The Role of Conscience

This scandal of division—and it is a scandal in light of Christ’s desire for unity among his followers—is
blamed on sola scriptura together with the doctrine of perspicuity. Instead of allowing the Church to
be the authority using both Scripture and tradition, it is charged that perspicuity has elevated the
individual conscience to a place of authority. "Protestant freedom of conscience is valued more than
unity and the certainty of doctrinal truth in all matters (not just the core issues alone)." When this
happens, there is no authority that can definitively decide what the proper interpretation of Scripture
should be, and each seeker is left to his or her own devices to determine what the truth is.

There is some truth to this allegation, but the fault is not with the doctrine of perspicuity in itself. In the
first place, the phenomenon of multiple denominations cannot be attributed to only one cause after
2,000 years of Christian history in a world of over six billion people.

I don't attribute it to one cause. There are indeed many causes: pride, contentiousness, stubbornness, nationalism, rebellion, inability to submit to authority, ignorance of the Bible and Christian history, exaggerated self-importance, rigorist, "puritanistic" impulses, pietism, alleged private revelations, delusions of grandeur (as in the case of many of the non-trinitarian "cults" founded by one person), anti-institutionalism, pragmatism, individualism (particularly American), the influence of foreign theological, philosophical, and cultural ideas, the influx of theological liberalism, the desire to follow a less stringent morality (especially in sexual and marital matters), etc. But it is foolish to deny that perspicuity itself is a cause, and a major one. It is the internal cause, the difference of formal principle which led to the split off of the main branch of Catholicism. Its very nature more or less makes inevitable that division will occur, even though it is not the sole cause of division.

Second, the doctrine of perspicuity is implicated only because of its misuse.

Hardly. It is certainly misused as well (i.e., by Protestant standards, as Carmen correctly points out). But one need only consistently apply it and it leads inexorably to further sectarianism, by its very nature (because it places final authority in the individual rather than in a corporate group).

Any Christian doctrine, when emphasized at the expense of other teachings of Scripture, can get out of balance and lead to excess.

Agreed, but I deny that we are talking about only "excesses." The results flow consistently and inevitably as the logical outcome of the initial change of principle, basically introduced by Luther at Worms, but also to be found in many heretical and schismatic precedents throughout Church history.
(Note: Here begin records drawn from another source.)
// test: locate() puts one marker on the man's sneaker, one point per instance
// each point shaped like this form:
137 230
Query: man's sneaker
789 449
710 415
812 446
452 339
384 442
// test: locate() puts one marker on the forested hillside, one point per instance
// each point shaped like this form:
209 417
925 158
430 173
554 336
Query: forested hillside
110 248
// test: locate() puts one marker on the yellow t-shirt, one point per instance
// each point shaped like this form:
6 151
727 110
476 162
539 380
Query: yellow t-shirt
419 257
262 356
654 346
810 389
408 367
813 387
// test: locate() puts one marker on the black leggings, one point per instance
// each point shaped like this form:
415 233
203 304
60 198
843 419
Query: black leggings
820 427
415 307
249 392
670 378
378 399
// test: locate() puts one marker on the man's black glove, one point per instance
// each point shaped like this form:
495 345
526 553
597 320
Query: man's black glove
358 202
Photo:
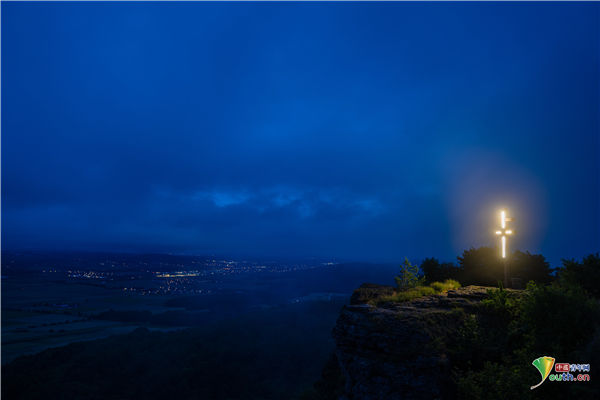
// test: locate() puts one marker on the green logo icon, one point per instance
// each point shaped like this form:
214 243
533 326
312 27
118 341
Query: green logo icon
544 365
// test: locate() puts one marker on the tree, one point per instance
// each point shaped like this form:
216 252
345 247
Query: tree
481 266
409 276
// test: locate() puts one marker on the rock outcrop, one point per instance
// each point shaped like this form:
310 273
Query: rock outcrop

Third, perspicuity does not enthrone the conscience to be the judge of truth. Conscience is designed by
God to decide issues of morality, to know the difference between right and wrong behavior. The
conscience does not judge Scripture. Scripture judges the conscience and brings it in line with the truth.
It is because Scripture is clear that the conscience can be convicted of sin and brought to a state of
repentance. A conscience guided by Scripture keeps the Christian walking on the path of holiness.
Perspicuity and conscience are two separate issues.

This is a largely a distinction without a difference. Again, we are told that Scripture is clear, yet no unity can be found amongst Protestants. When all is said and done - despite all the high and noble rhetoric about Scripture as the ultimate judge and the nod to some sort of "Church" authority to which the Protestant is (in theory only) subjected -, it all breaks down in practice. The individual is supreme. He or she chooses, determines which denomination, which doctrine, which favorite expositor or radio preacher is best and wisest; and is the ultimate arbiter of true and false doctrine. This has been the case ever since Luther said "Here I stand," in defiance of the Catholic Church, popes, Councils, and authoritative apostolic Tradition. He deigned himself free to reject whatever he deemed as corrupt, and he did so, and his followers and theological descendants (knowingly or otherwise) have been doing the same ever since. That fact cannot be overcome by abstractions and appeals to ideals which were never present from the beginning of the Protestant "experiment" and enterprise.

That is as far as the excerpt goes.